Relative to changes in body composition, the lowest two doses of Testosterone led to a significant increase in fat mass (eeew!) while the middle dose (125 mg) once again led to no change. Fat-free mass (aka lean body mass) increased by 5.3 kg (11.7 lb) in the 300 mg group and 8.5 kg (18.7 lb) in the 600 mg group. The ratio of total body water to fat-free mass didn't change in any of the groups, indicating that the increases in fat-free mass were not a result of water retention.

On to muscle size and performance. Following suit, the lowest two doses had basically no effect on thigh or quadriceps muscle volume, leg press strength, or leg power. The 300 mg and 600 mg doses however led to significant increases in all of these parameters. Rather than confuse you with comma spices and annoyingly long sentences, here's what the data look like in table form (note: the % increases represent the change from baseline to week 20).

Dose Thigh muscle volume Quad muscle volume Leg strength Leg power
300 mg +9.9% +8.7% +16.4% +16.5%
600 mg +15.7% +14.4% +17.7% +22.6%

Sexual function, visual-spatial cognition, mood and PSA levels didn't change in any of the groups. None of the blood chemistry or organ toxicity values (e.g., creatinine, bilirubin, ALT, AST, etc.) were altered, with the exception of dose-dependent decreases in HDL-C that ranged from 10-20% (5-8 mg/dL), and a 9.9% increase in hemoglobin in the 600 mg group (the absolute value of 155.7 g/L was still within normal clinical limits, though).


Back in 1985, a researcher named GB Forbes speculated that there was a linear relationship between Tstosterone dose and lean mass accretion. For years, athletes and scientists have nonetheless disagreed about the effect of anabolic steroids on strength, muscle mass, and health status. The data from this thorough study support Forbes' assertion: weekly injections of Testosterone enanthate result in dose-dependent increases in muscle mass, muscle size, strength, and power. The downside is that HDL-C tends to take a nasty dip and at higher doses hemoglobin levels rise a smidgeon.

On a final note, the researchers were quick to point out that there were considerable differences in the response to Testosterone administration within each group. Why? The most likely explanation is that Testosterone might differentially affect some (or all) of the many factors that are thought to control muscle growth, including: nutritional status, physical activity level, glucocorticoid, thyroid, and growth hormone levels, polymorphisms of the androgen receptor, myostatin levels, etc.

So even though this research was super thorough, it, like most studies, left scientists with more questions than answers.

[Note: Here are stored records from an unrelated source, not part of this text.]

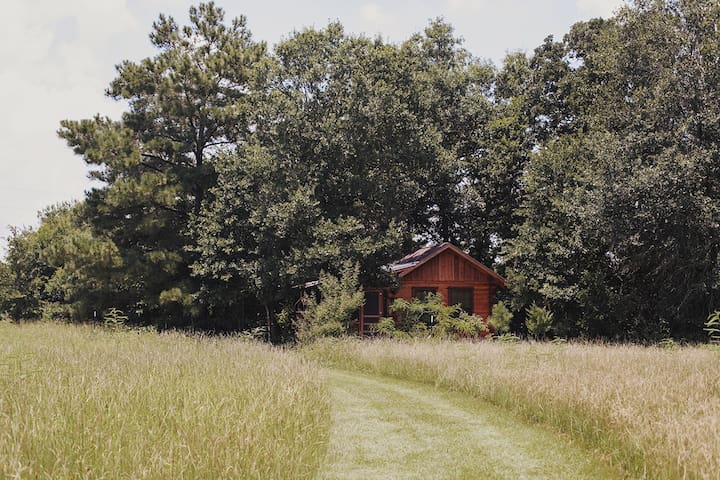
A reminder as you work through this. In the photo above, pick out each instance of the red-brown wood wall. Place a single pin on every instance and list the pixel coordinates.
(447, 270)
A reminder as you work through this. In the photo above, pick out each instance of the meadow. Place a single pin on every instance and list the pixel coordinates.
(84, 402)
(654, 412)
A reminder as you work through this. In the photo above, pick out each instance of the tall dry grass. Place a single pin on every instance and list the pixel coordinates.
(655, 412)
(81, 402)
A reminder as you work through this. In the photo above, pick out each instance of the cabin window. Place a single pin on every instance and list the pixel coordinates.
(372, 304)
(461, 296)
(422, 292)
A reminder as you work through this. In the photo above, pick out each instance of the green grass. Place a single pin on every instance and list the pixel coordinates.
(653, 412)
(82, 402)
(385, 428)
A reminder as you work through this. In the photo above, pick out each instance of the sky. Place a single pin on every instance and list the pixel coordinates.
(57, 59)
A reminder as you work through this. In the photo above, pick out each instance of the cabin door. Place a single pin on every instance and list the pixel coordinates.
(372, 311)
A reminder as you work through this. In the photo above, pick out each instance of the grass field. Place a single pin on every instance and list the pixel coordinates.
(82, 402)
(654, 412)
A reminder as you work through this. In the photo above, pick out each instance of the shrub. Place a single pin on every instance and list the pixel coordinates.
(337, 308)
(712, 326)
(115, 319)
(500, 318)
(417, 318)
(539, 321)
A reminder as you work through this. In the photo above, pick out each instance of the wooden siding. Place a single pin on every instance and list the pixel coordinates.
(450, 270)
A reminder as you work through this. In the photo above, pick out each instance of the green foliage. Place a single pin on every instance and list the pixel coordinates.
(115, 319)
(500, 318)
(336, 311)
(586, 170)
(539, 321)
(507, 338)
(418, 317)
(618, 219)
(157, 164)
(712, 327)
(668, 343)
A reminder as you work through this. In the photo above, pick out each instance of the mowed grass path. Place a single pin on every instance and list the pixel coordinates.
(386, 428)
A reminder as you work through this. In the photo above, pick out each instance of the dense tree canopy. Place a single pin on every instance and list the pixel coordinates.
(587, 172)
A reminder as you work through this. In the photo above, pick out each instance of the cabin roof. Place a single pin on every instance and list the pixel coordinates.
(417, 258)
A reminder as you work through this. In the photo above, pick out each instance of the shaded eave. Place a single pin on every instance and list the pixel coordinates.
(405, 268)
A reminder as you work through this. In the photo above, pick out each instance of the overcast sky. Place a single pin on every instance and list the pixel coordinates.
(57, 58)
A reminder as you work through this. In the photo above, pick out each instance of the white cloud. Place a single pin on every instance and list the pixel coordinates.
(374, 15)
(53, 66)
(597, 8)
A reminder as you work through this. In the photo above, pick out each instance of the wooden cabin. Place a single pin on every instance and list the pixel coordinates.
(444, 269)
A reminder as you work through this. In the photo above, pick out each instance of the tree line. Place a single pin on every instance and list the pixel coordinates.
(585, 172)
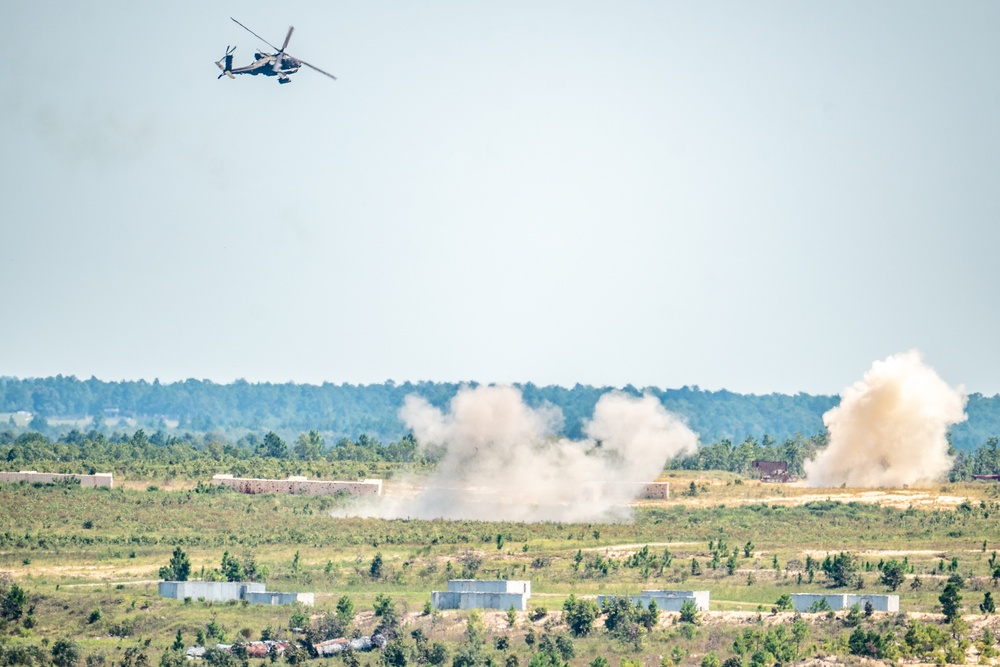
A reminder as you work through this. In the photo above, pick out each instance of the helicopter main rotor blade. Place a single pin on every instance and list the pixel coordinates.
(276, 67)
(317, 69)
(259, 37)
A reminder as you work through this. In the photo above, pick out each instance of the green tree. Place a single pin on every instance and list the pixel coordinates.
(580, 615)
(309, 446)
(13, 603)
(65, 653)
(841, 569)
(345, 611)
(951, 599)
(893, 574)
(376, 569)
(232, 569)
(273, 447)
(689, 612)
(394, 654)
(179, 567)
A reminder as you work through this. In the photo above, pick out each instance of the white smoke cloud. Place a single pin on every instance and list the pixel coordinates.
(890, 428)
(502, 460)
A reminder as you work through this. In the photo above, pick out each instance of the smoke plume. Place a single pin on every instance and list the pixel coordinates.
(501, 460)
(890, 428)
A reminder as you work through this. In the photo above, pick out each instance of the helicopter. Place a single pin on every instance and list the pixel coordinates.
(279, 63)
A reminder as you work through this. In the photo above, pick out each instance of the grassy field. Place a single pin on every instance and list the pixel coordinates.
(76, 551)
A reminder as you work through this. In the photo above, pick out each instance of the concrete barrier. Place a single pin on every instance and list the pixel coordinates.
(483, 594)
(838, 601)
(101, 479)
(297, 484)
(666, 600)
(224, 591)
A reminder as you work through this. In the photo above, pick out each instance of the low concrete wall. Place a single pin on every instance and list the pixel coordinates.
(476, 600)
(665, 600)
(483, 594)
(804, 601)
(101, 479)
(295, 484)
(281, 598)
(213, 591)
(223, 591)
(516, 586)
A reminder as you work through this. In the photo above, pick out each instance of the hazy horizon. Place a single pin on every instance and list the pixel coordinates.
(762, 197)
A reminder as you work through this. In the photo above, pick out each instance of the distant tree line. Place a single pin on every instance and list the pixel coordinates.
(346, 411)
(269, 455)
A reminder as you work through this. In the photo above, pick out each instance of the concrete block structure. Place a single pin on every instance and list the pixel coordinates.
(211, 591)
(627, 491)
(224, 591)
(666, 600)
(280, 598)
(97, 480)
(773, 471)
(838, 601)
(483, 594)
(296, 484)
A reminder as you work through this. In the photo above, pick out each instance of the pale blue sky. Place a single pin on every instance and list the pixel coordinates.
(752, 196)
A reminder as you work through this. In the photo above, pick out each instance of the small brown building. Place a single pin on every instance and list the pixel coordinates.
(772, 471)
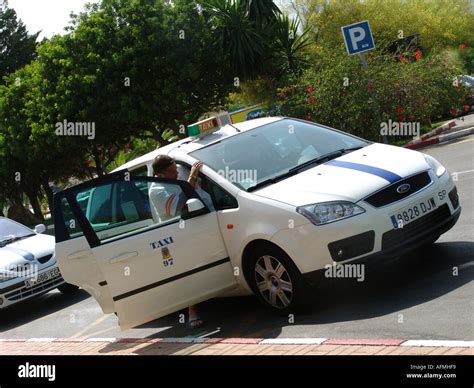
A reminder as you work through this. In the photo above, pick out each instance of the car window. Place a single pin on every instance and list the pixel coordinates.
(118, 208)
(69, 220)
(264, 152)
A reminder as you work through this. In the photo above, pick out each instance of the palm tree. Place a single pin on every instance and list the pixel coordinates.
(288, 45)
(242, 27)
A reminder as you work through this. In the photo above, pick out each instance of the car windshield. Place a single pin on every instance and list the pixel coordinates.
(12, 231)
(252, 158)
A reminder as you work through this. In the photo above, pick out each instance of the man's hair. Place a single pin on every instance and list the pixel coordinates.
(161, 163)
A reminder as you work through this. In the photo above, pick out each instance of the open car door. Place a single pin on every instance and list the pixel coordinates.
(152, 265)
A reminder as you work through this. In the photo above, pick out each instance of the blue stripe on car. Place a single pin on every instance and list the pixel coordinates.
(387, 175)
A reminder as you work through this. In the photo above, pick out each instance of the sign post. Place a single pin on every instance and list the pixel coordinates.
(358, 39)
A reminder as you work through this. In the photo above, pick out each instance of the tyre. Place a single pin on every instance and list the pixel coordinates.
(275, 280)
(67, 288)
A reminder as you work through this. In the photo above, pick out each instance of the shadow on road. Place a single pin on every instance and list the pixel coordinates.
(38, 307)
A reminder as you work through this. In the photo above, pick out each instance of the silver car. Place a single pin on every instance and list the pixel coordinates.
(28, 265)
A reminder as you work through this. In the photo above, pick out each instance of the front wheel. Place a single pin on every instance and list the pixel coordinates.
(275, 280)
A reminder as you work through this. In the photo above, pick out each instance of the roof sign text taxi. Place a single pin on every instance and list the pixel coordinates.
(203, 127)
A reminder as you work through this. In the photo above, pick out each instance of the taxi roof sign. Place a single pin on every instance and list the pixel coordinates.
(204, 127)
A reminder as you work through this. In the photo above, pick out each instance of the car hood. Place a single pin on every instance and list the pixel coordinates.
(27, 251)
(350, 177)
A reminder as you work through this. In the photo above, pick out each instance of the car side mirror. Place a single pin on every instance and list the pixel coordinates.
(194, 205)
(41, 228)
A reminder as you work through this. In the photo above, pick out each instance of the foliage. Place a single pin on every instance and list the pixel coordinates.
(337, 92)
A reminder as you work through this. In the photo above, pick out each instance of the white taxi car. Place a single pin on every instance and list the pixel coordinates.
(279, 200)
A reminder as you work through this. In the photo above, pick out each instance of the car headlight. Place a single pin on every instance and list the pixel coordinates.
(6, 275)
(436, 166)
(326, 212)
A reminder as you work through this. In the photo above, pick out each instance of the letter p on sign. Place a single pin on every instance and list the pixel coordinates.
(358, 38)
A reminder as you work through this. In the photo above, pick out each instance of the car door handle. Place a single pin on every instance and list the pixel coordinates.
(80, 254)
(123, 257)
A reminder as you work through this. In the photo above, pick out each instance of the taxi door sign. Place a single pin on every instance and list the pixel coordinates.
(203, 127)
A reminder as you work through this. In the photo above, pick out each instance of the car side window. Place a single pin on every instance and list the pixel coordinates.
(213, 195)
(221, 198)
(119, 208)
(69, 220)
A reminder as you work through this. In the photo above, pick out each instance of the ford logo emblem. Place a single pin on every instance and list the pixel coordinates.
(402, 189)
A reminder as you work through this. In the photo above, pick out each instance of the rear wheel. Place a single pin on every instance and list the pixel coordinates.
(67, 288)
(275, 280)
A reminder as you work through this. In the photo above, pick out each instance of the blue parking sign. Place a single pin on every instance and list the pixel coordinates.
(358, 37)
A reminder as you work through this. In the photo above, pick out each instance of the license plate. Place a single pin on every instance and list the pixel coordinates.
(43, 277)
(411, 213)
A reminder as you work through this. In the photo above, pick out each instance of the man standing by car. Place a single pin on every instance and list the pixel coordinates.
(167, 204)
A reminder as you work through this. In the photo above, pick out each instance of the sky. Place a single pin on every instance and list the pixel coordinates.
(49, 16)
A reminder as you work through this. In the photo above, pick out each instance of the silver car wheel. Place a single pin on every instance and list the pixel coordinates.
(273, 282)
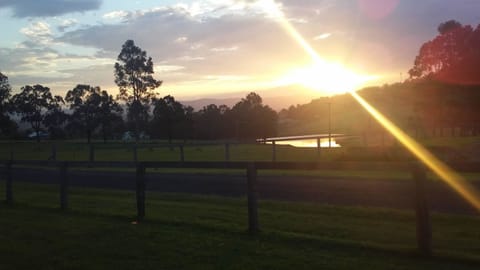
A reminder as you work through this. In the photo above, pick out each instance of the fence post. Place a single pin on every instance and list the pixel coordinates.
(54, 152)
(424, 228)
(182, 154)
(318, 147)
(11, 151)
(140, 191)
(274, 151)
(227, 152)
(92, 153)
(252, 198)
(63, 186)
(8, 183)
(135, 156)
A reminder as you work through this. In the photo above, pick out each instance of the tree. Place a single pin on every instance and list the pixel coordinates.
(55, 119)
(133, 75)
(7, 126)
(84, 102)
(33, 104)
(109, 114)
(253, 119)
(92, 108)
(211, 122)
(453, 56)
(172, 115)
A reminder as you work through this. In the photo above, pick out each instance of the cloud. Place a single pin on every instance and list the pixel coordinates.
(39, 33)
(115, 15)
(48, 8)
(322, 36)
(66, 23)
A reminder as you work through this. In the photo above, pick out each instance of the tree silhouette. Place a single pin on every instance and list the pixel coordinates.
(453, 56)
(109, 114)
(33, 104)
(7, 126)
(84, 102)
(253, 119)
(171, 114)
(211, 122)
(55, 119)
(133, 75)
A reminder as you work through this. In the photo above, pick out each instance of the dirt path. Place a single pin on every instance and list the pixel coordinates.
(337, 191)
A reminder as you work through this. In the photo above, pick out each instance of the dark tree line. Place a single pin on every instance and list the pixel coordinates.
(441, 97)
(87, 111)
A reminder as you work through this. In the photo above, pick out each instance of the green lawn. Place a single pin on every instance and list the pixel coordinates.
(206, 232)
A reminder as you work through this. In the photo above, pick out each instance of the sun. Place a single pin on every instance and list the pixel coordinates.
(327, 78)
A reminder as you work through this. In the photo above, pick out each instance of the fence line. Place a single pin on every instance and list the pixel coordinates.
(418, 172)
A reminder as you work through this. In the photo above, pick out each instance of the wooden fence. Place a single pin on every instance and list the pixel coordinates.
(418, 171)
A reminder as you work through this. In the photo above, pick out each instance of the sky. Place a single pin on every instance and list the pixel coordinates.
(206, 48)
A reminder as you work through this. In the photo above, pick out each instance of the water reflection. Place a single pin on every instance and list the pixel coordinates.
(308, 143)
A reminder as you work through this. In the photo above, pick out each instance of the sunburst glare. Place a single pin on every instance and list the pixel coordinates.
(337, 81)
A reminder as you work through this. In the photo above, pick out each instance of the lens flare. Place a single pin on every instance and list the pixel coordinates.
(453, 179)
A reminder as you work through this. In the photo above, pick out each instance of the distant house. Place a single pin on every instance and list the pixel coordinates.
(41, 134)
(128, 136)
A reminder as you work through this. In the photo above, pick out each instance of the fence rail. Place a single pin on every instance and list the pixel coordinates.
(417, 170)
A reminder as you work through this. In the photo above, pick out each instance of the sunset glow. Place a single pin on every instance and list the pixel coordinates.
(342, 80)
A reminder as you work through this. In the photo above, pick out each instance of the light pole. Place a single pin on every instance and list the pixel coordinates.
(329, 124)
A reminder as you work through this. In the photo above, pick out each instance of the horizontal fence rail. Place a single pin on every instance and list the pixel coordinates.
(417, 170)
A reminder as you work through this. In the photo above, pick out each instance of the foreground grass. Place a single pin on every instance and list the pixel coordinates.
(205, 232)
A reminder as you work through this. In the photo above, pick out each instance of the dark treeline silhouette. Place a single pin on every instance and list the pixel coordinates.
(440, 98)
(90, 112)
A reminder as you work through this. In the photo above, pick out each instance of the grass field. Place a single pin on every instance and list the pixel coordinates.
(204, 232)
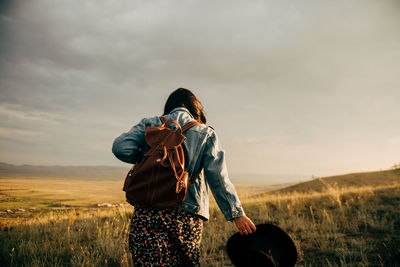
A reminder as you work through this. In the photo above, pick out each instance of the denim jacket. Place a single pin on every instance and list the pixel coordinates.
(202, 150)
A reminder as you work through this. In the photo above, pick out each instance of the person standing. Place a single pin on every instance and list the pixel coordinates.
(172, 236)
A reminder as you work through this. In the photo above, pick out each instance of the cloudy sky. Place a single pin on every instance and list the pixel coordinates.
(291, 87)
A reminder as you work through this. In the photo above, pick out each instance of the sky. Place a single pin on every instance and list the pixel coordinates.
(291, 87)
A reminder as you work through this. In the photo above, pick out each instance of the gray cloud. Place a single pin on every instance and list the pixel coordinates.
(296, 75)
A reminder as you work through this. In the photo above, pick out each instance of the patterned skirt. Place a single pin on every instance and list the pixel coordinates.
(165, 237)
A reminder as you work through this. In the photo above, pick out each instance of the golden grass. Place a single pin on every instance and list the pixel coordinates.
(340, 226)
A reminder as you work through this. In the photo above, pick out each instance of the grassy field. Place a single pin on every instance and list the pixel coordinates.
(336, 226)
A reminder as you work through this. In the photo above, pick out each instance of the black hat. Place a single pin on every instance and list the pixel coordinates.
(268, 246)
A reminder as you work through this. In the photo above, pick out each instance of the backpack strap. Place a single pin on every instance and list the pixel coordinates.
(195, 176)
(189, 125)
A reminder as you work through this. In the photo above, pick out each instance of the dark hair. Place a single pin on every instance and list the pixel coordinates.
(183, 97)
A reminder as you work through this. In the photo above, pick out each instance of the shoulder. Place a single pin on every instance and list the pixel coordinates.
(151, 121)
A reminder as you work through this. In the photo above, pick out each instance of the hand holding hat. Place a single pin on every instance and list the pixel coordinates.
(269, 245)
(244, 225)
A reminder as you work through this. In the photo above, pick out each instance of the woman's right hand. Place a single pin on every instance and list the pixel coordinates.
(244, 225)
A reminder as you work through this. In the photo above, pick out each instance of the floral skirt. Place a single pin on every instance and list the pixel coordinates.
(165, 237)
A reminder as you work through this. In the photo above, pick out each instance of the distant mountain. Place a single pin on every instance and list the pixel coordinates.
(119, 173)
(266, 179)
(353, 179)
(71, 172)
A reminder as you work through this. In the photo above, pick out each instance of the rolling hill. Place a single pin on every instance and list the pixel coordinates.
(386, 177)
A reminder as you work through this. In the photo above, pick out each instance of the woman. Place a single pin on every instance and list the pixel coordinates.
(171, 236)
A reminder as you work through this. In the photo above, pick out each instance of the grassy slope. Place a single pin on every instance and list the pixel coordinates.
(348, 180)
(338, 226)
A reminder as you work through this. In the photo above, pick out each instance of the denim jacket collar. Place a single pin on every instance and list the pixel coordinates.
(181, 109)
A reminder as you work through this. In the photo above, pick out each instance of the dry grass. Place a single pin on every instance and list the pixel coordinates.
(339, 226)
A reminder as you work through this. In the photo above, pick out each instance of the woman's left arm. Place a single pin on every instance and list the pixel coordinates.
(224, 192)
(127, 147)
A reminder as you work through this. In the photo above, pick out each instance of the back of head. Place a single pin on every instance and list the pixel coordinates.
(183, 97)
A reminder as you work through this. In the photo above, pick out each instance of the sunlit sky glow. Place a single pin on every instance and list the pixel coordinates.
(291, 87)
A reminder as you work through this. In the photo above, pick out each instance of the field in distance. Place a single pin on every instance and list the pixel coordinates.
(348, 220)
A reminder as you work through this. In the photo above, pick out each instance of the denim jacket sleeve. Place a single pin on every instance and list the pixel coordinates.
(128, 146)
(216, 174)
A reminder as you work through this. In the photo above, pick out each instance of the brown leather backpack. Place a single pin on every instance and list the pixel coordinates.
(159, 179)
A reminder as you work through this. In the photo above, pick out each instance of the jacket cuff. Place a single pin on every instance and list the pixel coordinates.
(234, 213)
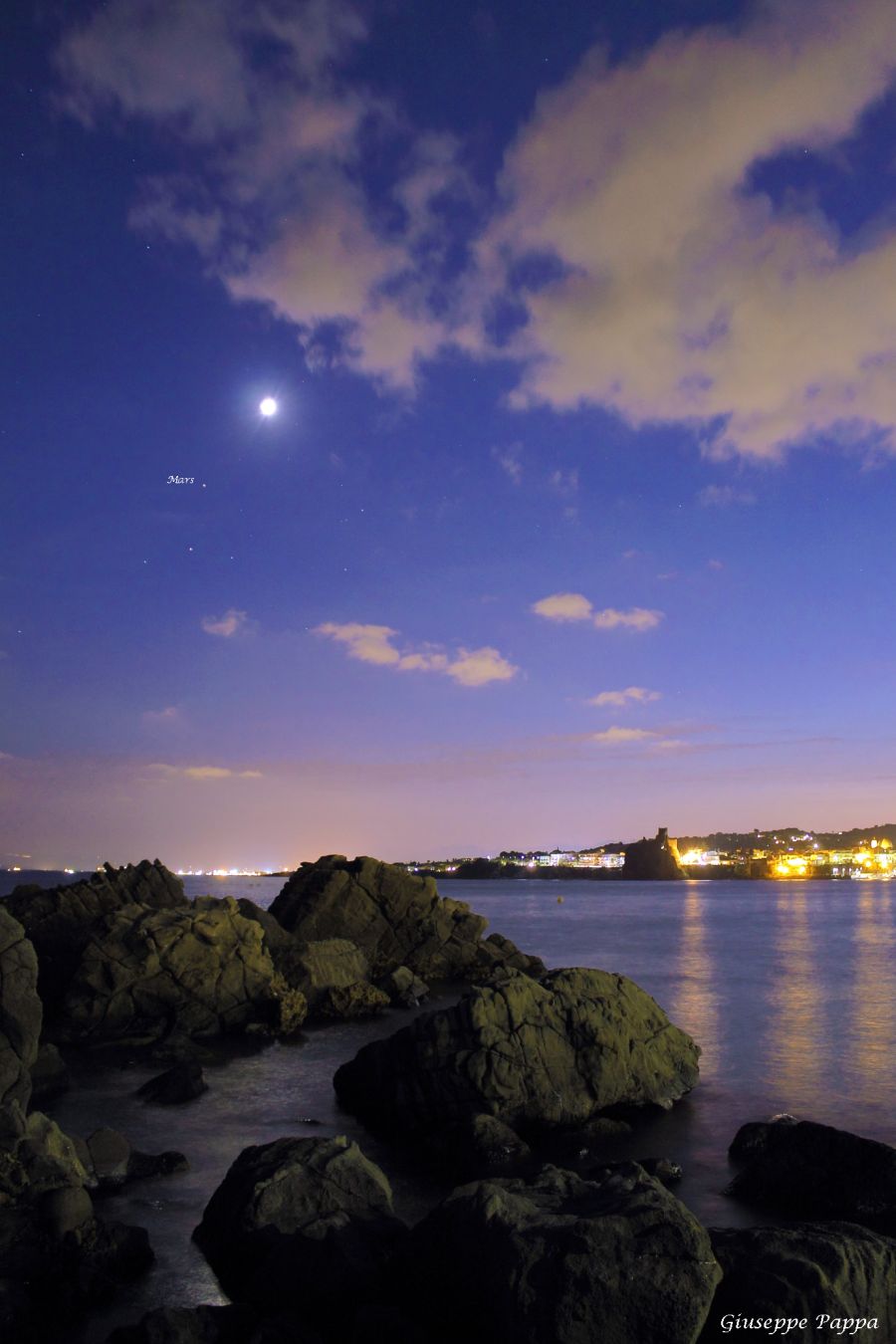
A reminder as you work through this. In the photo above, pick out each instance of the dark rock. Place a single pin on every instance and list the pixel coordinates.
(537, 1055)
(183, 1082)
(404, 990)
(560, 1259)
(395, 918)
(803, 1271)
(20, 1010)
(301, 1222)
(653, 859)
(810, 1171)
(200, 971)
(189, 1325)
(49, 1075)
(60, 921)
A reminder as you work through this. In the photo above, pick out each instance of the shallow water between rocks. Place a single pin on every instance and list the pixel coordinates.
(788, 987)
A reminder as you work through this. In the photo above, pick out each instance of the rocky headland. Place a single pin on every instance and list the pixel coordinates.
(500, 1093)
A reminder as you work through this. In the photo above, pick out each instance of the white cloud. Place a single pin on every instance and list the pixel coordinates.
(687, 296)
(631, 695)
(375, 644)
(231, 622)
(564, 606)
(719, 496)
(637, 618)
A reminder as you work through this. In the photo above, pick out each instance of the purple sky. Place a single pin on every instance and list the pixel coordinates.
(575, 517)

As I read over this study for the tenth time, one thing is for sure: the athletes were right. Testosterone does increase strength, power, and muscle size without negatively affecting the kidneys, liver or, prostate – you just have to take enough of it (i.e., at least 300 mg/week). Now that Testosterone has been shown to improve muscle mass in the elderly, in normal men, and in those with wasting disorders, I wonder how long it will take for its rogue social status to disappear? Judging how the media handled the recent "anabolic steroids in baseball" scandal, we may still be a few decades away...


Bhasin, S et al. (2001). Testosterone dose-response relationships in healthy young men. Am J Physiol Endocrinol Metab 281:E1172-E1181.